Surtout que Bora m'a assuré « tout savoir ».
   - Donc tout à l'heure on vous a entendu vous battre et maintenant vous êtes...?! Fait Yeo-Sang.
   - Moi je dirais que c'est pas trop tôt.
   C'est Hong-Joong qui vient s'assoir à côté de moi alors que ma meilleure amie s'est relevée, visiblement trop choquée. Il passe une main dans mes cheveux et les ébouriffe doucement tout en me souriant.
    Mon cœur se réchauffe en le voyant pour la première fois depuis quelques jours. Apparement il avait des affaires à régler à l'étranger, une histoire de livraison encore une fois. Je ne résiste pas à l'envie de le prendre dans mes bras, ou plutôt un bras pour éviter de forcer que mon poignet. Mais même mon bras valide est difficile à bouger: j'ai peur que mon cathéter se détache ou que le fil de la perfusion s'emmêle.
   Il me rend mon étreinte sans tarder.
   - Tu m'as manqué. Chuchotais-je presque, la tête enfoui dans son cou.
   - Toi aussi tu m'as manqué.
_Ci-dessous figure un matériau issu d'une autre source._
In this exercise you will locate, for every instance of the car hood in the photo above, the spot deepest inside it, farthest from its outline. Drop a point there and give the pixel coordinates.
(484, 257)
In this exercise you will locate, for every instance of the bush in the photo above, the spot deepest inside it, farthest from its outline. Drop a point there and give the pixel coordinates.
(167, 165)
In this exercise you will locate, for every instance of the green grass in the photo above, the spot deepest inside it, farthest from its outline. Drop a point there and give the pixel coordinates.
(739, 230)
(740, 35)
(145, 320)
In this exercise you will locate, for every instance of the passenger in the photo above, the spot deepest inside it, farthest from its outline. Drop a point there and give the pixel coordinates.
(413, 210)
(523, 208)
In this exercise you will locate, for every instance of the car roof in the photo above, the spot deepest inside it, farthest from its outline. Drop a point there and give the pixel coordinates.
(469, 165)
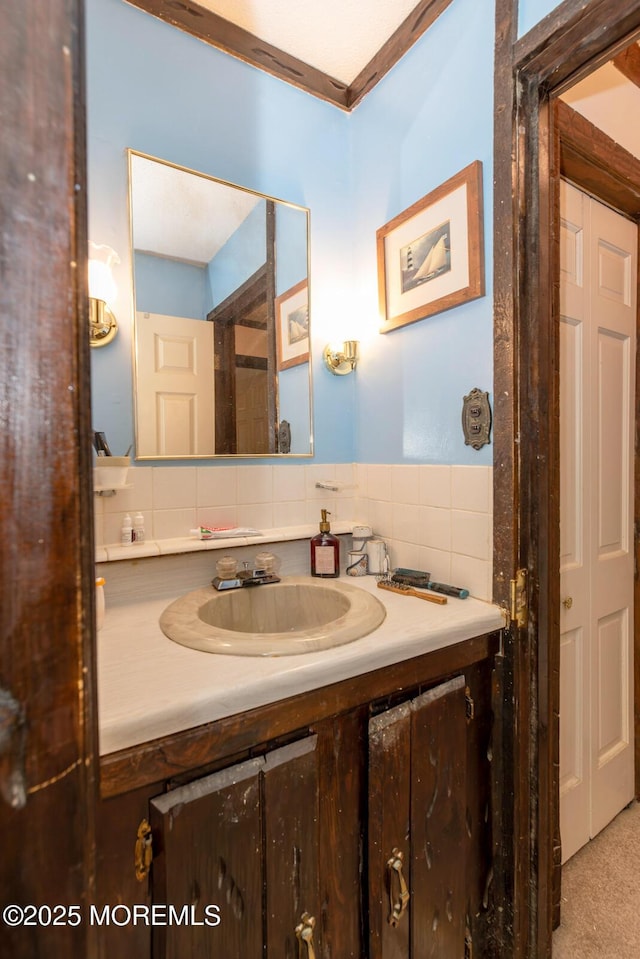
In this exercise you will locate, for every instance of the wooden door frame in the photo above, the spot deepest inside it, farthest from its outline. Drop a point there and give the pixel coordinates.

Une main caresse mon dos et la seconde l'arrière de ma tête. Apparement tu t'es super bien débrouillée, bravo.
   - J'ai besoin d'explications là. Fait Yun-Ho tandis que je mets fin au câlin. Toi et San, ça étonne personne. Mais il me faut les détailles.
   - Oh oui, raconte nous tout ! Crit Bora.
   - Il voulait me faire arrêter ma mission et me mettre dans un appartement, loin de lui. Commençais-je. Ça ne m'a pas plu alors je lui ai sauté dessus.
   - T'oublies le passage où tu me griffes comme une hystérique.
   San a enfin pris la parole. Il fait même l'effort de me regarder, expirant la fumée de sa cigarette.
   Il est tellement sexy comme ça que même avec un trou dans le ventre et un poignet brisé j'ai envie qu'il me prenne fort contre ce mur, juste là.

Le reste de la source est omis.